Azure Redis Cache Key

Service Name: Azure Cache for Redis

Service Description: Azure Cache for Redis is a fully managed, in-memory data store based on the Redis open-source cache. It provides high-throughput, low-latency access to data for applications, improving performance and scalability.

Service Address: https://azure.microsoft.com/en-us/products/cache

Validation Type: API Auth

IP Allow list: IP restrictions can be configured at the Redis Cache instance level through Azure Firewall rules and Virtual Network service endpoints.

Secret Access Scope: Grants full access to the Redis cache instance, allowing for data storage, retrieval, and management operations.

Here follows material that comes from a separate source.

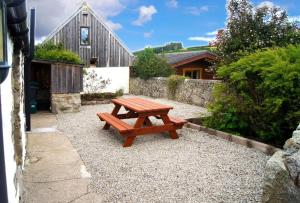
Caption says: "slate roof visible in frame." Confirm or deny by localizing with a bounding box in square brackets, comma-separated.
[163, 50, 216, 64]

Secret Revokement URL: https://learn.microsoft.com/en-us/azure/azure-cache-for-redis/cache-configure#access-keys

Secret Example: 7PXQBWyHOoxLgIWVJxzGuQSxbg3bAzFRQG6dLN9wY9o=

Suspicious Activity Investigation Instructions:

  • Review Azure activity logs for unusual access patterns or operations on the Redis cache.
  • Check for unexpected spikes in cache usage, memory consumption, or connection counts.
  • Monitor for unauthorized IP addresses accessing the cache if firewall rules are in place.
  • Examine application logs for unexpected Redis operations or data access patterns.
  • Review Azure Monitor metrics for the Redis cache to identify anomalous behavior.

Mitigation Instructions:

  • Regenerate the Redis cache access keys in the Azure portal:
  • Navigate to the Azure portal and locate your Redis cache instance
  • Go to "Access keys" under "Settings"
  • Click "Regenerate" for the compromised key (either primary or secondary)
  • Update applications with the new key
  • Implement IP restrictions using firewall rules to limit access to trusted networks.
  • Consider implementing Virtual Network Service Endpoints for enhanced security.
  • Review and update application code to ensure proper key management and rotation practices.
  • Enable diagnostic logging for the Redis cache to monitor future access patterns.
  • Consider using Azure Key Vault to securely store and manage Redis access keys.